MY wife and I first came across white poppies in the late 1980s, and enthusiastically wore them for several years before discovering how to obtain supplies for other people. We tentatively offered the poppies for sale in the congregation we led and were gratified by how many people were keen to buy them - although one or two church members refused to do so. All this became part of a larger strategy to realign our Remembrance Sunday celebrations away from a mere commemoration of past conflicts and into an expression of sadness at humans’ inability to resolve their differences in a peaceable way.

When we moved to the East of England last year, it seemed natural that I should offer white poppies for sale in our new church. Admittedly without consulting the members of our Church Council, I purchased 25 poppies from the PPU and placed a small announcement in the Sunday notice sheet saying that I had some white poppies to sell ‘as well as, or instead of’ the normal red ones, which would continue on sale in the church. I was not expecting the furore that those few words would provoke!

The first inkling of trouble arose the same evening, when a church member who had been a member of the armed forces rang to express his displeasure with my announcement. This was followed by further calls the next day, suggesting that I might have triggered more controversy than I had intended: apparently feelings run high in this part of the world, as members of the local regiment suffered grievously in the Japanese PoW camps in World War 2. I think some people felt that I, a newcomer, to the area, was not being sufficiently respectful to their memory.

At this point a local radio station got hold of the story, the result being an invitation to be interviewed alongside the leader of the local British Legion. It was a novel experience driving to the studio and hearing myself as an item on the news! In the event, our debate was courteous and, although we could not agree on the white poppies, we found we had more in common than I might have expected. For instance, the British Legion man was totally opposed to the current intervention in Iraq (although not the 1991 war), which surprised me.
From there, things moved on apace! The local papers, both daily and evening, got wind of things, interviewing and photographing me. The story passed to the regional television news, with a further interview in my church. It was then taken up by the ‘Daily Express’ and the ‘Mail’, who sensed a ‘trendy Vicar’ story, and I also received invitations to speak on BBC Wales and Belfast! I was amazed at all this publicity and I did not enjoy it. However I must say that the reporting was pretty accurate and fair, and it did serve to put the poppies on the map!

By this time, I realised that I had stirred up a bit of a rumpus and I certainly did not want to offend people in the church, especially at this early stage in my ministry.
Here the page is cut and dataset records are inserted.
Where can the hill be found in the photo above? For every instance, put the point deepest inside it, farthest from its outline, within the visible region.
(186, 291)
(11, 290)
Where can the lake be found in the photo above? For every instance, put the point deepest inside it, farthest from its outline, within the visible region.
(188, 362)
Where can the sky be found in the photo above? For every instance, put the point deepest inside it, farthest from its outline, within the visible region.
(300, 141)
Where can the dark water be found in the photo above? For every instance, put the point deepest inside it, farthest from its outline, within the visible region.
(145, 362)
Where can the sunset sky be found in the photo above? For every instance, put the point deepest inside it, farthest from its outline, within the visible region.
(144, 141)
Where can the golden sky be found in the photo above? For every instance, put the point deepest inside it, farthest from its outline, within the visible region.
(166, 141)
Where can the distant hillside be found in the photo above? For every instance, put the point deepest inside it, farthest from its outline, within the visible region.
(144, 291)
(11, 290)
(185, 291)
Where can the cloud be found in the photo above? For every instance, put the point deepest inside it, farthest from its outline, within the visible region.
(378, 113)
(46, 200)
So I wrote a letter in our monthly church magazine, explaining my position - perhaps I should have done this earlier! Many who read it were intrigued by the white poppies’ long history and were reassured by their origin in the Co-operative movement, which is greatly respected in this area. In fact, people who bought them included some older folk who had served in the last World War, and were happy to wear them alongside the red ones. When I finally sold out, some people said that they would be asking me for white poppies next year.
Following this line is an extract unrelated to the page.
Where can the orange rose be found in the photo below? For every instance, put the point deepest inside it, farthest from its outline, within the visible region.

I could, of course, have said much more than I did. As a nonconformist Christian minister, I am sickened by the recent proliferation of Remembrance celebrations with their evocation of nostalgia and nationalism, and their almost saintly portrayal of ordinary servicemen and women (while largely ignoring the many innocent civilians who died). It seems self-evident to me that Christians ought to be flying in the face of the prevailing culture by affirming peace, rather than war, in the name of Christ, and I am amazed that so many in the churches never seem to question the annual Remembrance cult. Personally I would love to organise an ‘alternative remembrance service’ which focuses on repentance, prayer and recognition of the terrors of today’s world, and leave off commemorating the past. But I’m not sure if I’ve got the courage for that!
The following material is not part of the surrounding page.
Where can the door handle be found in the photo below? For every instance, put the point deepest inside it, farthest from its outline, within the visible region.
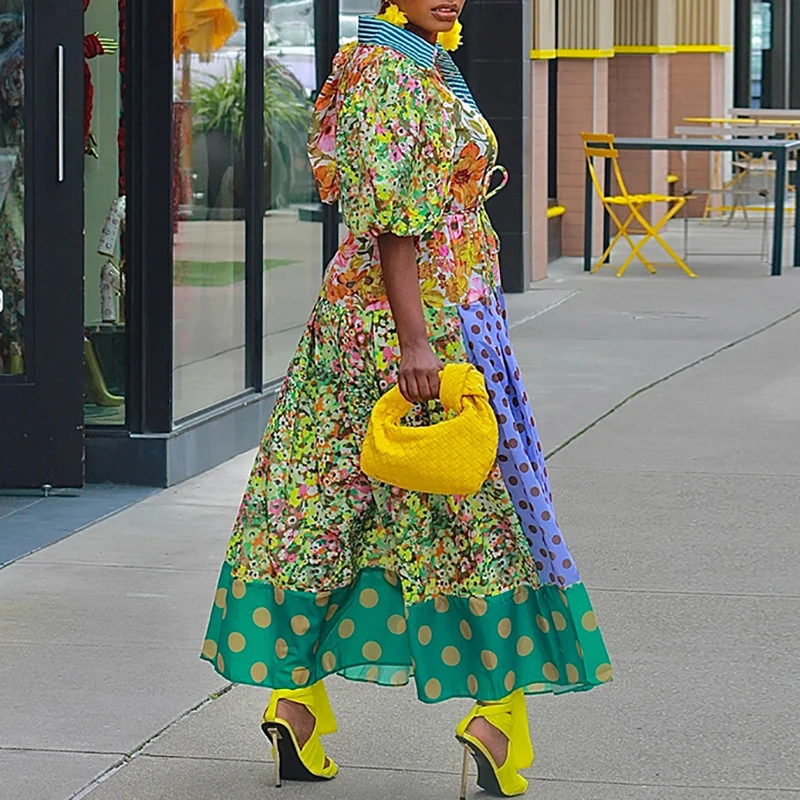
(60, 126)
Obviously the arguments involved are not simple, especially when one is faced with the contention that people died before I was born in order to secure freedom in the world today. But I am disturbed by the emphasis which is constantly being given to past conflicts: World War 2 finished over 60 years ago and, as we well know, there has hardly been a day since where people have not been dying or killing others somewhere in the world. In the context of the sale of white poppies, my complaint is possibly not so much with the military as with political leaders who callously seem to believe that force is the way of solving any situation, and with a society in which ‘fighting for your corner’ is seen as better than seeking compromise and reconciliation.

Finally the furore died down. As a Minister, one has to be sensitive to peoples’ feelings, but everyone in the church does still seem to be on speaking terms with me! My selling of the poppies does seem to have raised the profile of peace quite significantly at this church, and caused people to think carefully about the whole Remembrance tradition, so perhaps I have done some good. Anyway, the whole outcry seems to have blown over now - but we will see what happens next year!

Andrew is a Minister of a Nonconformist Church in Eastern England.